D’autres étudiants pensent même que cette opération a été menée à la hâte. Car, nombreux sont ceux qui sont surpris d’avoir été oubliés alors que leurs camarades de classe, moins brillants qu’eux ont vu leurs noms inscrits dans les listes. « Je constate pour ma part qu’il y a des noms fictifs dans ces listes. Lorsque les premières listes étaient sorties en mi-février j’avais rédigé une requête pour prouver que je devais être parmi les personnes éligibles on m’a dit qu’on n’étudiait plus les requêtes mais aujourd’hui je vois que certains noms se sont ajoutés et pas le mien. En plus il y a des noms qu’on dit être de notre filière, qu’on ne connaît pas », fulmine Sidonie N. étudiante en 3ème année communication.

C’est donc cette situation qui a poussé les étudiants de la faculté des sciences économiques et de gestion appliquée à envahir les quatre points de paiement créés pour la circonstance dans l’enceinte du campus. Une situation qui a eu le mérite d’amener les principaux responsables de l’institution à fournir quelques explications aux étudiants. Selon leurs dires, quelques erreurs se sont infiltrées dans l’élaboration des différentes listes, mais la situation sera corrigée dès le début de cette semaine. Il faut également souligner qu’à l’université de Douala, la prime à l’excellence universitaire a également été octroyée aux étudiants de 1ère année des différentes facultés. Pourtant, selon un communiqué du ministère des Enseignements supérieurs, la prime à l’excellence ainsi lancée devrait être payée une fois par an, « en fonction de la disponibilité des fonds. Pour cette année académique, ce sont les meilleures du premier semestre qui en bénéficient. L’an prochain, ça pourrait être ceux du second semestre. »

 

Interpellation

« Si on veut changer les choses, qu'on remette les bourses comme avant, même si elles doivent passer de 50.000 à 5.000 Fcfa, cela va tout au moins témoigner de la volonté politique des pouvoirs publics de vouloir changer les choses. De nos jours, il n’y a plus que l’Enam qui accorde encore des bourses. Pourquoi pas dans les autres universités que compte le pays ? Qu'on trouve des solutions aux problèmes des étudiants ou qu'on supprime les droits universitaires. Ce que le chef de l'Etat vient de faire prouve une fois encore qu'il y a beaucoup d'argent dans les caisses qui ne sert à rien. Qu'on cesse de se moquer des étudiants en parlant de prime annuelle globale. Si l'Etat a tant d'argent, qu'il renforce au moins les budgets des universités…»

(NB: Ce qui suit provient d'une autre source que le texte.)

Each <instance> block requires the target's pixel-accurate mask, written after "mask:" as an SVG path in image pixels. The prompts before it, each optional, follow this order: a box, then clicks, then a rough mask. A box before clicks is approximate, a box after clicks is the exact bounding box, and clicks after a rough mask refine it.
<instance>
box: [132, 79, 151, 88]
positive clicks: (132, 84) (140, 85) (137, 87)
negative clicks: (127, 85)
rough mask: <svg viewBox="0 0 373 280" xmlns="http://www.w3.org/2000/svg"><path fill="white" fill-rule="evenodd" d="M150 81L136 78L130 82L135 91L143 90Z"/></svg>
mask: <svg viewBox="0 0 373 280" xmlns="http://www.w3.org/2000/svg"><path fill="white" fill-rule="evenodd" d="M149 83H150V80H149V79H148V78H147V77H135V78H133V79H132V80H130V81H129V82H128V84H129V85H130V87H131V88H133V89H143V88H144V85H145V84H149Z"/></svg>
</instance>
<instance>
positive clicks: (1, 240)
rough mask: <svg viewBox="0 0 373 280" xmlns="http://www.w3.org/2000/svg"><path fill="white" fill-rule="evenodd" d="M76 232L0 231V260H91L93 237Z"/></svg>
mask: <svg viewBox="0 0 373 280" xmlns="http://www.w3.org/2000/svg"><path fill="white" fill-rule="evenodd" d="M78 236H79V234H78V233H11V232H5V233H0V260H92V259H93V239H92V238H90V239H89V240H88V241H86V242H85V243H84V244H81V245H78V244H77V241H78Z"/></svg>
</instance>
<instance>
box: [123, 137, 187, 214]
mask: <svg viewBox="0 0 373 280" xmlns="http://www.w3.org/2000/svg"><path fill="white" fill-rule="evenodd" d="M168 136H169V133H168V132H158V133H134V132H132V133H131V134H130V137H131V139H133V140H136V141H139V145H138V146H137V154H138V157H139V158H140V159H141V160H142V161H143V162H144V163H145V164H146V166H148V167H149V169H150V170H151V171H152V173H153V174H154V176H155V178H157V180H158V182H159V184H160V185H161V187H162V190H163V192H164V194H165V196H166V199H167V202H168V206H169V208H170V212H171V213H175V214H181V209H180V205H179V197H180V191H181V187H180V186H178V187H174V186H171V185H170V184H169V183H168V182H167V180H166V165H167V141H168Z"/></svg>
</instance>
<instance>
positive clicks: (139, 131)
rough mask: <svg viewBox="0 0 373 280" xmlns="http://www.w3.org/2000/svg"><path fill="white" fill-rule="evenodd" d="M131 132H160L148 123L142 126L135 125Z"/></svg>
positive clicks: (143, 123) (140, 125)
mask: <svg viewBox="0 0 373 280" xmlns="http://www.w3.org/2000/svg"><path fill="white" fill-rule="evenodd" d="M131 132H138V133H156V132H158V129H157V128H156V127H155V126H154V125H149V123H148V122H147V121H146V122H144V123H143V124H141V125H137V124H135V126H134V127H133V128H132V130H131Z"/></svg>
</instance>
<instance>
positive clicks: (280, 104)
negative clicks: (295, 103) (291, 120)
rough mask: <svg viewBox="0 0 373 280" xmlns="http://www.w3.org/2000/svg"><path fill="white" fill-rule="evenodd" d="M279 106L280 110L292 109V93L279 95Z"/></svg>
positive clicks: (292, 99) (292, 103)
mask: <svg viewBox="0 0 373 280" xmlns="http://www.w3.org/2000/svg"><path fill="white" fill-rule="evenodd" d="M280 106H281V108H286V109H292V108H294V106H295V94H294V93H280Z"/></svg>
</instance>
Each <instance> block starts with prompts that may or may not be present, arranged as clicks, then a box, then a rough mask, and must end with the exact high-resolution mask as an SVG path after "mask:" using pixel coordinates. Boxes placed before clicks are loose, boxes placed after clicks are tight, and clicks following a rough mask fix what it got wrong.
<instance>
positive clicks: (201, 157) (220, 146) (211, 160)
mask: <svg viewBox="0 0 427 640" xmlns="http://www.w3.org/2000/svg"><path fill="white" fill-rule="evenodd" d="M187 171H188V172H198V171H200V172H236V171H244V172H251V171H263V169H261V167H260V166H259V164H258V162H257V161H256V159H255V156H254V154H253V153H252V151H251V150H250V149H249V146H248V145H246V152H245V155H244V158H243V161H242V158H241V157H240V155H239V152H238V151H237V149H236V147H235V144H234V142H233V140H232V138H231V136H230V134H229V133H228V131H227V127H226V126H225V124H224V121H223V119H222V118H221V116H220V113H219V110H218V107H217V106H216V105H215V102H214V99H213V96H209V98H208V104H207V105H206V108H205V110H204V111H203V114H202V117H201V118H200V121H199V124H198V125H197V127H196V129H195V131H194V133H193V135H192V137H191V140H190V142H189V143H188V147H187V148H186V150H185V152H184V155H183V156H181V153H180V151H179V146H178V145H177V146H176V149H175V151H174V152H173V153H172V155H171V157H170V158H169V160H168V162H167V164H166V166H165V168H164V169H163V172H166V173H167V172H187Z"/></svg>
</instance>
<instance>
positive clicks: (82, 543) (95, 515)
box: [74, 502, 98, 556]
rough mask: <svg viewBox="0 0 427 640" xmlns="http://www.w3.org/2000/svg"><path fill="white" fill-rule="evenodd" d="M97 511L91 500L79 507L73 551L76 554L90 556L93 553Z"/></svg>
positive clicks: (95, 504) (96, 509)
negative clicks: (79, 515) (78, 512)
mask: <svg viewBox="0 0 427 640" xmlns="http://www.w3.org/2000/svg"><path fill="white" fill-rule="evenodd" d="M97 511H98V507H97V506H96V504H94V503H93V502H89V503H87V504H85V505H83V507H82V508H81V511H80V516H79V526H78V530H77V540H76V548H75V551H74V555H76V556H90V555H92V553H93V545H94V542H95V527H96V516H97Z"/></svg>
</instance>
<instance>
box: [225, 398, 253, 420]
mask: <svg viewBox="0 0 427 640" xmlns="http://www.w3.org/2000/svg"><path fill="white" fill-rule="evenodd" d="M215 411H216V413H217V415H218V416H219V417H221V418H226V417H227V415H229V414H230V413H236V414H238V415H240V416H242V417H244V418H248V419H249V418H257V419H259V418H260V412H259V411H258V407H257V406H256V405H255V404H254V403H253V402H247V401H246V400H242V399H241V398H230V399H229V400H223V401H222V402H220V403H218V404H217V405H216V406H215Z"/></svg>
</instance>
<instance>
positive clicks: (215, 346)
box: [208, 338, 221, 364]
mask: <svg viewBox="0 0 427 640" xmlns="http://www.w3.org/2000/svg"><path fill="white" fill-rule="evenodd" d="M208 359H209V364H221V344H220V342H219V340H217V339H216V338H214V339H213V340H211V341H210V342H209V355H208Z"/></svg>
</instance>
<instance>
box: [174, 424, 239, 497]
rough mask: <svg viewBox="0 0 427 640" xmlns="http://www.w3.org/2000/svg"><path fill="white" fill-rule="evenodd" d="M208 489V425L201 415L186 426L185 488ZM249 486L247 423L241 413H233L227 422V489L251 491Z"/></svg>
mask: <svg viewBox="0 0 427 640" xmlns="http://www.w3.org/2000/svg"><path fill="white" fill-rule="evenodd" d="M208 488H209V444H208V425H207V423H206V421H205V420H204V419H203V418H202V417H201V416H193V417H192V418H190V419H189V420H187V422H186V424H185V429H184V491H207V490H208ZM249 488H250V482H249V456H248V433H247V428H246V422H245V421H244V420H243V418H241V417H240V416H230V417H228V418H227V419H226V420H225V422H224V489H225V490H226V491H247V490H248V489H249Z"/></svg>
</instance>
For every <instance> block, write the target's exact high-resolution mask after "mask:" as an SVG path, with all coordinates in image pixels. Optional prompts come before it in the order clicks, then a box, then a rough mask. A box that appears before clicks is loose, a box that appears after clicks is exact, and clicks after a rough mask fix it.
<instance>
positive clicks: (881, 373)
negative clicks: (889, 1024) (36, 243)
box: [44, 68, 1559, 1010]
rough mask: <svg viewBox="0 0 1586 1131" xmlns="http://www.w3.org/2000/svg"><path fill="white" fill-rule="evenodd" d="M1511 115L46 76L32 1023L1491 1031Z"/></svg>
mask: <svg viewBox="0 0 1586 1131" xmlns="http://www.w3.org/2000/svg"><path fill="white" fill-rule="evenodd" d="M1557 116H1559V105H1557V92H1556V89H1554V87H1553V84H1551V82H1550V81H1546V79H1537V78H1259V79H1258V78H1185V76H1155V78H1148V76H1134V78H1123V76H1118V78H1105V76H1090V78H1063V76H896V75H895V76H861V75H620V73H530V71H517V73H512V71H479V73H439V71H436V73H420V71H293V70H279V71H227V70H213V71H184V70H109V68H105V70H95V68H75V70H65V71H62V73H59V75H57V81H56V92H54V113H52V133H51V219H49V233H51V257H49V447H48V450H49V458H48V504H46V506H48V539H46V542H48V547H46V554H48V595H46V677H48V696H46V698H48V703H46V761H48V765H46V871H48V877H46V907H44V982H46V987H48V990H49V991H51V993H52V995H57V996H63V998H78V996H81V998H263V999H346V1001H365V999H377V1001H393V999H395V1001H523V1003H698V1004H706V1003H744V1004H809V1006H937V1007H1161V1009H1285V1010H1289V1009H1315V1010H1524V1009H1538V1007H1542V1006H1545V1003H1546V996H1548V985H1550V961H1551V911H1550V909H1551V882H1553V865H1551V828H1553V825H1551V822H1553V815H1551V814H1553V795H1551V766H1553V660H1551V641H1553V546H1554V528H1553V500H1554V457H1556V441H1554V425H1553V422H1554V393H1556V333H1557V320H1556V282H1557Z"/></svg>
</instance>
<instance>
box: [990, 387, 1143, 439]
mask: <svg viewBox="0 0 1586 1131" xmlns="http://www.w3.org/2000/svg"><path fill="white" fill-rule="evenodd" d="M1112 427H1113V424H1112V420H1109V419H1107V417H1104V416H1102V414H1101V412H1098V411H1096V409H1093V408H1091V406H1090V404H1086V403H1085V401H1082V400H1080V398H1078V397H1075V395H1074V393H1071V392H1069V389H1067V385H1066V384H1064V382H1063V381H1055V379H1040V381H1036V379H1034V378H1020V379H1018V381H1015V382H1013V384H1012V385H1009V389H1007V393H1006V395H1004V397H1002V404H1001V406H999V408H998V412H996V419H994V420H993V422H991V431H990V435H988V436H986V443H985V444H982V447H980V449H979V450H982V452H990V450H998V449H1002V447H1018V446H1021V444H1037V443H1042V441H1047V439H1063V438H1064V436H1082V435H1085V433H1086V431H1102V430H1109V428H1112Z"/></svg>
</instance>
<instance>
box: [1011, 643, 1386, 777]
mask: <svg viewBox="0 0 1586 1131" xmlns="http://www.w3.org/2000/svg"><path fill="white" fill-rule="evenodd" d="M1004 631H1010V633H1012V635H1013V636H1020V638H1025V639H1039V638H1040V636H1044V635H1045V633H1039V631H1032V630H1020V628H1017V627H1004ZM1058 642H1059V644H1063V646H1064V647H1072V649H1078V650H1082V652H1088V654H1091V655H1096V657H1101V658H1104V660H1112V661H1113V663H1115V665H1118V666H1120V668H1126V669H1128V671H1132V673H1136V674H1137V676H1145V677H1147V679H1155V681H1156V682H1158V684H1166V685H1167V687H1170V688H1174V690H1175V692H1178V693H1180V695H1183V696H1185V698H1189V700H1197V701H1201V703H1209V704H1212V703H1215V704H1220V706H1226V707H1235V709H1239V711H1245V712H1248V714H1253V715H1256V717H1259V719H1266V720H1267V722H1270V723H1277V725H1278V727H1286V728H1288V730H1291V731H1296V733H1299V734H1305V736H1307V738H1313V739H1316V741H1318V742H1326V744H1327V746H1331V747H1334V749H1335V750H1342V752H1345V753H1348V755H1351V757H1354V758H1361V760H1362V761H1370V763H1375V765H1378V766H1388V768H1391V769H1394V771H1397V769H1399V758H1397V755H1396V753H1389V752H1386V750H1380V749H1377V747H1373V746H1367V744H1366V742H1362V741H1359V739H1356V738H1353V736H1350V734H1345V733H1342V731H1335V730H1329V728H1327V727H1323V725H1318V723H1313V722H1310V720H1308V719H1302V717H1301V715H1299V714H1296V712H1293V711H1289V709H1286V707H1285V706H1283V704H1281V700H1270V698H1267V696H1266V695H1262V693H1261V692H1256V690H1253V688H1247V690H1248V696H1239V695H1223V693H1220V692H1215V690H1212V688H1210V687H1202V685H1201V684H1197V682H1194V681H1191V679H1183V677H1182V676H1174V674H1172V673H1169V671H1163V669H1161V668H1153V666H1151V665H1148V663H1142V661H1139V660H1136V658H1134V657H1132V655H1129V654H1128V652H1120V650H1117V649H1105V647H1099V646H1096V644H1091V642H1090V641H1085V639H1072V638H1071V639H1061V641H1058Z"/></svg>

Cette prise de position d’un étudiant de cette institution relance le débat autour de la prime à l’excellence universitaire accordée par le président Biya lors de son adresse le 31 décembre 2009.

Cet argument est également au cœur des discussions au sein du corps professoral. « Trois milliards, c'est rien. L'Etat est capable d'octroyer dix fois plus. Il faut par tous les moyens que la notion de bourse. C'est ce que veulent les étudiants camerounais. Ces trois milliards ne sont pas une solution aux problèmes des étudiants. Le niveau de l'enveloppe est très insignifiant pour résoudre les problèmes de nos universités. Ne perdez pas de vue que la prime était destinée aux meilleurs étudiants, d’où vient-il aujourd’hui que mêmes les étudiants de 1ère année, donc ceux qui sortent à peine des classes de Terminale soient concernés par cette aide ? Comment peut-on comprendre cette situation ? » Cet enseignant qui a souhaité s’exprimer sous le couvert de l’anonymat va même plus loin. « C’est un élément de campagne. N’oublions pas que nous sommes à l’orée d’une élection présidentielle. Sinon comment peut-on parler d’excellence dans un contexte où la triche, la fuite des épreuves et l'attribution fantaisiste des notes sont la règle ? Il ne faut donc pas s'attendre à grand-chose.»